An old sailor was out walking on the dock one day when he met a former ship mate of his. They had not seen each other for many years so they had much to talk about and many old memories to renew. After some time, one said to the other , "If you don't mind my saying so, you don't look very good, you must have experienced some bad luck". "Yes," the other one said, "I have. You see this peg leg? Well, one day I was out on deck and my leg become dangled up in a loose line and it was so badly mangled that they had to take it off at the knee." His friend agreed that was bad luck. The other one continued.

"You see I have a hook for a hand. One day I was out on deck when a shipmate of mine fell overboard. I leaned over as far as I could in a attempt to rescue him and as I extended my hand to him a shark took my hand off."

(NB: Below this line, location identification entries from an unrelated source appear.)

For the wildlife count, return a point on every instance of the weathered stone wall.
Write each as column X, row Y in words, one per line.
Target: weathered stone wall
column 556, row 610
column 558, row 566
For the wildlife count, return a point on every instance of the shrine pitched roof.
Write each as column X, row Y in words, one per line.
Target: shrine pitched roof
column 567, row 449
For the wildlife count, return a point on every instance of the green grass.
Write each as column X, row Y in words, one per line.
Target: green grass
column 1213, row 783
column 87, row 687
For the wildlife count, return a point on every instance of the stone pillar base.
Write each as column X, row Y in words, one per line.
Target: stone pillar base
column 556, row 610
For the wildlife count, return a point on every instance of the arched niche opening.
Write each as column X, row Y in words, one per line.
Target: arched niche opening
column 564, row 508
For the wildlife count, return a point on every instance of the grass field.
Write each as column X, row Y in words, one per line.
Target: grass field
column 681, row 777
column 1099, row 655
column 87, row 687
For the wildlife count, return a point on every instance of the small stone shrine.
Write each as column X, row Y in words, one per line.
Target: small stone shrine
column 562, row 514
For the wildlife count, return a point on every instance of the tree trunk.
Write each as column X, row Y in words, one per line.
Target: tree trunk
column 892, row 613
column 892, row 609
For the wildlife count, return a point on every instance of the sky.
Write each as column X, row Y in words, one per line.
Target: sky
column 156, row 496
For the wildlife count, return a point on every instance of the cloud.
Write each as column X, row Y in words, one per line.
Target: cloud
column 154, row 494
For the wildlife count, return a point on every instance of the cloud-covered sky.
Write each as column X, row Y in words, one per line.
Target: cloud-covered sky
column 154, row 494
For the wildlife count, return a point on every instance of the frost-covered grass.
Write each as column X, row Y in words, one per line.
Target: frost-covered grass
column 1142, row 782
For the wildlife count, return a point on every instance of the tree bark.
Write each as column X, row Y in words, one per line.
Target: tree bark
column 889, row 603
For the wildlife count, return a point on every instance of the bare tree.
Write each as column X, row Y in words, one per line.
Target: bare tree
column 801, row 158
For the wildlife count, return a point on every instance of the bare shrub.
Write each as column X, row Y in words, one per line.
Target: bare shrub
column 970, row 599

"My, you really did experience bad luck, the other responded, I see you have a patch over one eye, What happened to your eye?"

"Well, I was out on deck again one day and just as I looked up, a seagull that was flying over , unloaded, and got me right in the eye."

"My, My,(not real sailor talk) did that take your eye out? No, that was the first day I had my hook."